I prefer death to surrender," said Pakistan's former military dictator, Pervez Musharraf, on April 1 to the special court that is trying him on five counts of high treason, but it's a reasonable guess that he'd prefer exile to either of those options. The real puzzle is why he ever left his comfortable exile in England in the first place.
In theory Musharraf, who seized power in Pakistan in 1999 and finally gave it up under great pressure in 2007, could face the death penalty if he is found guilty, but in practice he is protected by the Important Persons Act, an unwritten law that operates in almost every country. High political office is a club, and the members look after one another.
Nevertheless, Musharraf is being greatly inconvenienced by the trial, and last week the Taliban nearly got him with a roadside bomb near Islamabad. Doubtless he missed Pakistan, but what bizarre calculation could have led him to go home and put himself in the hands of his many enemies?
Musharraf said he was coming home to run in the 2013 election, which was delusional in the extreme. There was little reason to believe that many Pakistanis would want to vote for him after living under his arbitrary rule for eight years. There was no reason at all to think that he would not be disqualified from running in the election and put on trial for grave crimes.
Yet Musharraf is not alone. Other ex-dictators, far nastier than him, have succumbed to the same delusion and gone home convinced that they would be welcomed back. Another recent case is Jean-Claude "Baby Doc" Duvalier, who took over as Haiti's dictator at 19 when his father "Papa Doc" died in 1971 and ruled it until he was overthrown by a popular revolt in 1986.
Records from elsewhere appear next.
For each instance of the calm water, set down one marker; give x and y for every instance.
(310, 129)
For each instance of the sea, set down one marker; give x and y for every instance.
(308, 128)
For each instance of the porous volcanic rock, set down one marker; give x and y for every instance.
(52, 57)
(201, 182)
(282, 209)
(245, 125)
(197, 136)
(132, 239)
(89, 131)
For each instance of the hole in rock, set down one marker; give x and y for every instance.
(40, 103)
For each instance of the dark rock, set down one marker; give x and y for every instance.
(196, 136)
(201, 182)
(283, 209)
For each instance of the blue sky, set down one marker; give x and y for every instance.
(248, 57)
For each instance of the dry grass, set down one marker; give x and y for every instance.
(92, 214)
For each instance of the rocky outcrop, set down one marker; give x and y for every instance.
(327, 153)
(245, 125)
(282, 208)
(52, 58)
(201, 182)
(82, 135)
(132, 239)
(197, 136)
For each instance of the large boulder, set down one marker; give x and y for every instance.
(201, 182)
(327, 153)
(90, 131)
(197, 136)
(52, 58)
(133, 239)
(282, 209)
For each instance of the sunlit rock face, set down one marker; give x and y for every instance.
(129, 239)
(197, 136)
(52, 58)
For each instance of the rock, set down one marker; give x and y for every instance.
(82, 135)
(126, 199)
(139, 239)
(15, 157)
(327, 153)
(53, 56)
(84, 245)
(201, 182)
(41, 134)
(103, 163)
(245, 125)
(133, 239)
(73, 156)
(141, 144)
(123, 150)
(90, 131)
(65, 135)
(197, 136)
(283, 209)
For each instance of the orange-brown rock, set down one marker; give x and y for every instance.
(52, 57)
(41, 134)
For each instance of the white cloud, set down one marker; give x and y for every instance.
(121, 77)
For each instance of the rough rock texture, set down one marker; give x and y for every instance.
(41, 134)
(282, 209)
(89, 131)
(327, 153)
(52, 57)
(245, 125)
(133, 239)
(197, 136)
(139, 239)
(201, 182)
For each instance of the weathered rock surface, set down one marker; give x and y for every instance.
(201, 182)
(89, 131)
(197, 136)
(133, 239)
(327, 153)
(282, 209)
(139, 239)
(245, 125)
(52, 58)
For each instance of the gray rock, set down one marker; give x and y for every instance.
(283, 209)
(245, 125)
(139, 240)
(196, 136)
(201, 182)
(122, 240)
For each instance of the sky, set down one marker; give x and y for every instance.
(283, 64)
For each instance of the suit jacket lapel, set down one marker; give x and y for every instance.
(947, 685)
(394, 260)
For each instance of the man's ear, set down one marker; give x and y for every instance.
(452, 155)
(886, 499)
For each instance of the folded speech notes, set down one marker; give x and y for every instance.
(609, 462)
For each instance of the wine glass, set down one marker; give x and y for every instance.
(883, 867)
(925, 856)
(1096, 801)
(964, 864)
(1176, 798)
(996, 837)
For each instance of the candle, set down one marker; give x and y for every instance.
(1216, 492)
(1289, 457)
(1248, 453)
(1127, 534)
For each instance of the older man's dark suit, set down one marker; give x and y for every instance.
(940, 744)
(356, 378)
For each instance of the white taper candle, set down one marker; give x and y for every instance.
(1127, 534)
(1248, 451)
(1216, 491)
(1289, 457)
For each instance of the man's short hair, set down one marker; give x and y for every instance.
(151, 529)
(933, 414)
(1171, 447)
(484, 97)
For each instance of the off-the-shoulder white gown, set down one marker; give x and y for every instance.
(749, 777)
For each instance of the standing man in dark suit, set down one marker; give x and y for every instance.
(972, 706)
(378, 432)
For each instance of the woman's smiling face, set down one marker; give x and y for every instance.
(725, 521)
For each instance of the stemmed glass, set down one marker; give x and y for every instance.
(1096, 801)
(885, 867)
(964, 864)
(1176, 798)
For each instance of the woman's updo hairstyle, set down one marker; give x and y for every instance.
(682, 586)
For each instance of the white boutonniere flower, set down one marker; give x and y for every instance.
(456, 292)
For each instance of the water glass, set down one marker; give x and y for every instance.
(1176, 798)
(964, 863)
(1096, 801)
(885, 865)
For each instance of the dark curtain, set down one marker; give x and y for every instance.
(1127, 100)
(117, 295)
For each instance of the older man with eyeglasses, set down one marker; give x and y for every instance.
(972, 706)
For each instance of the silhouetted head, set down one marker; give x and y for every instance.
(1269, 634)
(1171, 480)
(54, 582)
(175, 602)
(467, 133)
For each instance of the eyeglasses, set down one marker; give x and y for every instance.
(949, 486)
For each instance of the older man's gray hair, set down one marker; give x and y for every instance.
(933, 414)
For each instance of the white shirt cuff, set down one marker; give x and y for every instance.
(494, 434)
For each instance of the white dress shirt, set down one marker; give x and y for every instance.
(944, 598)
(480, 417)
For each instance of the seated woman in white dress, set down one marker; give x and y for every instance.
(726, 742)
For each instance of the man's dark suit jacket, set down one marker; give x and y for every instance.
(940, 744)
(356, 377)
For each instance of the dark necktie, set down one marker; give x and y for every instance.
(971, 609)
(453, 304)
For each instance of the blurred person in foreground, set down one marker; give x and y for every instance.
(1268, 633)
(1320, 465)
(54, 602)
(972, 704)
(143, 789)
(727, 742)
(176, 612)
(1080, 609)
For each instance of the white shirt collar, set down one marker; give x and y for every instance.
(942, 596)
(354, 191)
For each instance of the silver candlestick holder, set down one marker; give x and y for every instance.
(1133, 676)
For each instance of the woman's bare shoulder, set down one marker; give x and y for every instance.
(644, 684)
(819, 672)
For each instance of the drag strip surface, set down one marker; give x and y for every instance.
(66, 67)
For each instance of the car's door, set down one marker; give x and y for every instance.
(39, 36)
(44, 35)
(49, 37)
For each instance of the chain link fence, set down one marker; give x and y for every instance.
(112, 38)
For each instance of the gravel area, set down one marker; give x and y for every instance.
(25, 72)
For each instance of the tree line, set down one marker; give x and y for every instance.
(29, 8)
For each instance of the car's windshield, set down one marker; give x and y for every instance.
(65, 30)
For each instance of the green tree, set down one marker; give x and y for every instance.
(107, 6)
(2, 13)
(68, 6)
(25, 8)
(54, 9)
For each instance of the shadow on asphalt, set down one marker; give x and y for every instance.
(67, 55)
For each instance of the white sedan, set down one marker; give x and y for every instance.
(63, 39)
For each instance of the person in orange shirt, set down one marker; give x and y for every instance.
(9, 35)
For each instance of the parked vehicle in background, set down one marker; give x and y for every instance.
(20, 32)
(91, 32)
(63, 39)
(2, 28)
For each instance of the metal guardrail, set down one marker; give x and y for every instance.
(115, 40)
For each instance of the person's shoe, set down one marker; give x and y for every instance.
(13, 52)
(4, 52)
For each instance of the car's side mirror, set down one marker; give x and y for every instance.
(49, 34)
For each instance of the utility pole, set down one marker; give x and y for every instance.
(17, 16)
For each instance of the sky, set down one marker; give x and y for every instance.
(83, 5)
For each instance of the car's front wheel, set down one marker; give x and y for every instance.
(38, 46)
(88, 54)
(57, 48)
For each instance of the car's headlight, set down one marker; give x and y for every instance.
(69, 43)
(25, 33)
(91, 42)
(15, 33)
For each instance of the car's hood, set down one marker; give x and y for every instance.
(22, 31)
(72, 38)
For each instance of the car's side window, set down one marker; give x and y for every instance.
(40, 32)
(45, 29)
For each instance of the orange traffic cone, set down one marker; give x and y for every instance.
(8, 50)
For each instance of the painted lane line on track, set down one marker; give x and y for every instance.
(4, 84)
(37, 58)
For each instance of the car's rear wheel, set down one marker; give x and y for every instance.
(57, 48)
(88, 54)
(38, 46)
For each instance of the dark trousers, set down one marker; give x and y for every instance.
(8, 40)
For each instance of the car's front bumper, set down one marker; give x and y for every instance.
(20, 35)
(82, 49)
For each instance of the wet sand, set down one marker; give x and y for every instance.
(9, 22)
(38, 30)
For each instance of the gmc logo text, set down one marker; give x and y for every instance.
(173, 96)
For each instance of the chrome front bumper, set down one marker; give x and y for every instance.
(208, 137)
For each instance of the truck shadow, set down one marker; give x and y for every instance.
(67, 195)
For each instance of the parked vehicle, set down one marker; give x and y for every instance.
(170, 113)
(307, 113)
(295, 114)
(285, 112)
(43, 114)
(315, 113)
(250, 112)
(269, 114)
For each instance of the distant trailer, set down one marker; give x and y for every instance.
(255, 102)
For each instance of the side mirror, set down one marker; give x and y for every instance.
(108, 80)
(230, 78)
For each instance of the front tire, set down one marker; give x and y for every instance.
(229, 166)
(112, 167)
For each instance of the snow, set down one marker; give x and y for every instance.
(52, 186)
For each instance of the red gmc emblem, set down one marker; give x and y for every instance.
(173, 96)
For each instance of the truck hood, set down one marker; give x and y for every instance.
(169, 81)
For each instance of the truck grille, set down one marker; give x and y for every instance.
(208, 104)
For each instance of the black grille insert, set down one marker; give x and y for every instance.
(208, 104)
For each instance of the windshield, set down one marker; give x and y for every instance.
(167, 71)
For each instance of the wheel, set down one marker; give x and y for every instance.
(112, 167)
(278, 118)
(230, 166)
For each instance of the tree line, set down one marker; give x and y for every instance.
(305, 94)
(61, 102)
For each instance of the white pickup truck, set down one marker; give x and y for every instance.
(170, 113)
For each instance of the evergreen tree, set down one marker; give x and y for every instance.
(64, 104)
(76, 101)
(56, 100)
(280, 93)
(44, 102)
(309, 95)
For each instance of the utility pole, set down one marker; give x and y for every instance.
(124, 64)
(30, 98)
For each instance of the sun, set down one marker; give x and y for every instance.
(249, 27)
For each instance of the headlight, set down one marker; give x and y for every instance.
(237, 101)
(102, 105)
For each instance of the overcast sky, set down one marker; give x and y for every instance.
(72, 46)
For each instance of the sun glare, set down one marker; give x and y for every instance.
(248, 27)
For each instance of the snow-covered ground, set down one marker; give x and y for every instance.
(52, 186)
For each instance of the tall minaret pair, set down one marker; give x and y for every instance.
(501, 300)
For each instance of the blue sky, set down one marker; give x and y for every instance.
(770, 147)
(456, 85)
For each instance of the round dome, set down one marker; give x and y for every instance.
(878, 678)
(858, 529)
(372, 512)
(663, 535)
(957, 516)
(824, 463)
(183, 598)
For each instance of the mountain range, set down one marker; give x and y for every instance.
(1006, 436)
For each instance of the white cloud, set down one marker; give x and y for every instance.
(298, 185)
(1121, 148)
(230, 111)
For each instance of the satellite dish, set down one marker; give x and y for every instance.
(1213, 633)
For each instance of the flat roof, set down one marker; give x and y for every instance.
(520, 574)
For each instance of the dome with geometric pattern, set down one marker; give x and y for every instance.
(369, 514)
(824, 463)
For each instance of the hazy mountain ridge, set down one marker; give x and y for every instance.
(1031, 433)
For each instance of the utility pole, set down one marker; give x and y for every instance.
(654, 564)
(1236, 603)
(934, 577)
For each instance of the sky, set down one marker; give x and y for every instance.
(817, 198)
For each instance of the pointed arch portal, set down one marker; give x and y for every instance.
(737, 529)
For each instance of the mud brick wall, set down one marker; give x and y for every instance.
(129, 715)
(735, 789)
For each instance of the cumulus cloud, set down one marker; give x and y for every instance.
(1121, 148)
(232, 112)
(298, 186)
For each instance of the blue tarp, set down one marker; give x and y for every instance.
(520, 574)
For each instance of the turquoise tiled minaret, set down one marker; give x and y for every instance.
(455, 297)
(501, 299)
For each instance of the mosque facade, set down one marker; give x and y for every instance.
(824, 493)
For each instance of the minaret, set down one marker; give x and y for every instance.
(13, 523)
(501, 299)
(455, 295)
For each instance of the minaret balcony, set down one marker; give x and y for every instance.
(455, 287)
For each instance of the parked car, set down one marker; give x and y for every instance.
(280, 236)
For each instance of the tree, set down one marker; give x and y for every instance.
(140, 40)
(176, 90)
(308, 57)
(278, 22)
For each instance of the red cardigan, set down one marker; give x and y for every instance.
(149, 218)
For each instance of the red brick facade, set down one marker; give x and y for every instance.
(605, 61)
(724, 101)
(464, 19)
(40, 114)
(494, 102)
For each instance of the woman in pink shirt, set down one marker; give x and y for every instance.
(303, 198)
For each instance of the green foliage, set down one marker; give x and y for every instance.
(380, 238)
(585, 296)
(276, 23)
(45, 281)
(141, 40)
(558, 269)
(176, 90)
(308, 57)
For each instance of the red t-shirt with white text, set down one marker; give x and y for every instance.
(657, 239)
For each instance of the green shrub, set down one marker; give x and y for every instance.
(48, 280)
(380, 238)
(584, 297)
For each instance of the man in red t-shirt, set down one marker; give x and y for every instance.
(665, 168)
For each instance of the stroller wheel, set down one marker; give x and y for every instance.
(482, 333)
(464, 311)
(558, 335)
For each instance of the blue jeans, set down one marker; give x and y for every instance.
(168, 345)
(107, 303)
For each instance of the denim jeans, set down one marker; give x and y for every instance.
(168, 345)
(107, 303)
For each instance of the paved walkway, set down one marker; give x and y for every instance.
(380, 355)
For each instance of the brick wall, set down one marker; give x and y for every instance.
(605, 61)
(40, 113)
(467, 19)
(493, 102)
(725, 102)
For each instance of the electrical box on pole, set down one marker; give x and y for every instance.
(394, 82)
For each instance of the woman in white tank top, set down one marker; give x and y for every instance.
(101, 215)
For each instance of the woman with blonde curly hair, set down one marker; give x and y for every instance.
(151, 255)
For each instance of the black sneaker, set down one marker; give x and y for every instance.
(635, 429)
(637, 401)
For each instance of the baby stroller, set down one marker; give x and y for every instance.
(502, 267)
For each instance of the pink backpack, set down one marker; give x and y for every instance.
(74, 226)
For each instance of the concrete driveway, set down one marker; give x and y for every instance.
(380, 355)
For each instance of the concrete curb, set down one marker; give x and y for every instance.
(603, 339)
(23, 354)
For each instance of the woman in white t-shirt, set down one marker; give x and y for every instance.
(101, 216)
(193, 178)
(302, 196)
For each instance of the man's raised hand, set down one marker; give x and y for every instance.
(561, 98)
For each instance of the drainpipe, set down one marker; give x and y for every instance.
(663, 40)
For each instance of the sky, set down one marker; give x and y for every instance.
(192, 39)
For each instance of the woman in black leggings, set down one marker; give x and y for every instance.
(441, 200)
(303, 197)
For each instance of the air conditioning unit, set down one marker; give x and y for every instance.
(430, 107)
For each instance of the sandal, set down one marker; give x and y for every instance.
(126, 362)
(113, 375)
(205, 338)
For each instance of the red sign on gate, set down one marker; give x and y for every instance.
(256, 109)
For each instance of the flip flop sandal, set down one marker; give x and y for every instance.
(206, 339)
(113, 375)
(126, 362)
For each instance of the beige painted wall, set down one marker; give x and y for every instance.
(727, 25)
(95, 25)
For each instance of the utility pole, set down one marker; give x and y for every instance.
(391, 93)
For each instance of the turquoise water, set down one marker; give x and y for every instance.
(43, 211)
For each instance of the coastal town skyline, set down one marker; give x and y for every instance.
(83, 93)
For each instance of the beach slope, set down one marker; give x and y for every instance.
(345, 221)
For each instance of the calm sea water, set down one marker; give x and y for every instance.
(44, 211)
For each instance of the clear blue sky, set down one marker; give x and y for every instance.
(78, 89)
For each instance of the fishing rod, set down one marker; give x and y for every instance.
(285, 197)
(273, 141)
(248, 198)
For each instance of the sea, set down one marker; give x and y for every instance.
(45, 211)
Haiti was the poorest country in the Western Hemisphere when he took power, and still the poorest when he lost it, but he took an alleged $120 million with him into exile in France. His dreaded Tonton Macoute militia murdered thousands and drove hundreds of thousands into exile, and many of them were massacred in the revolution that ended his rule, but he lived on in Paris in great luxury.
Eventually Duvalier's spendthrift ways and an expensive divorce got him into financial difficulties, but just going back to Haiti was not going to fix that. Yet he went home in 2011, after a quarter-century in exile. He said he was "just coming to help," whatever that meant, but he arrived just as the recently elected president was facing charges of election-rigging, which led some to speculate that Duvalier still had political ambitions.
He was arrested and charged with embezzlement, human rights abuses, and crimes against humanity. Three years later the courts are still pursuing him on those charges, but in the meantime he is frequently seen lunching in the bistros of Petionville, and has even been welcomed at the same events as the current president, Michel Martelly. It's safe to say that he will not die in jail.
And then there was Jean-Bedel Bokassa, president of the Central African Republic, later known as Emperor Bokassa I of the Central African Empire. He was a brutal soldier who had served in the French colonial army, and seized power from his country's first president (a cousin) in 1966. For the next 13 years he ruled the country with great violence and practically bankrupted it.
The mass murder of schoolchildren and rumours of cannibalism finally moved the French to intervene militarily and overthrow Bokassa in 1979 while he was traveling abroad. He was sentenced to death in absentia in 1980 for the murder of many political rivals — but he returned from exile in Paris in 1986, seemingly confident that he would be welcomed with open arms.
He was put on trial and sentenced to death again — in person, this time. But the following year his sentence was commuted to life in prison, and in 1993 he was set free. In 2010, President François Bozizé issued a decree rehabilitating Bokassa and calling him "a son of the nation recognized by all as a great builder."
Two things are odd about this phenomenon of ex-dictators confidently returning to the scene of the crime. One, obviously, is their belief that they are still loved (as if they ever really were). But that is less strange than it seems, for during their time in power very few people dared to tell them anything else.
What's much more curious is the fact that the countries they misruled eventually find it necessary to forgive them. They do this not so much out of sympathy for the man who committed the crimes, but rather out of a need for the nation's history not to be merely a meaningless catalogue of blunders and misdeeds.
Musharraf may have come back a bit too early to benefit from instant forgiveness, for some of the people he hurt have not yet retired. But he will not face really serious jail time or the death penalty, because Pakistan's army would not permit it. And he will be forgiven by Pakistan's historians and myth makers in the end, because somehow or other the history has to make sense.
Gwynne Dyer is an independent journalist whose articles are published in 45 countries.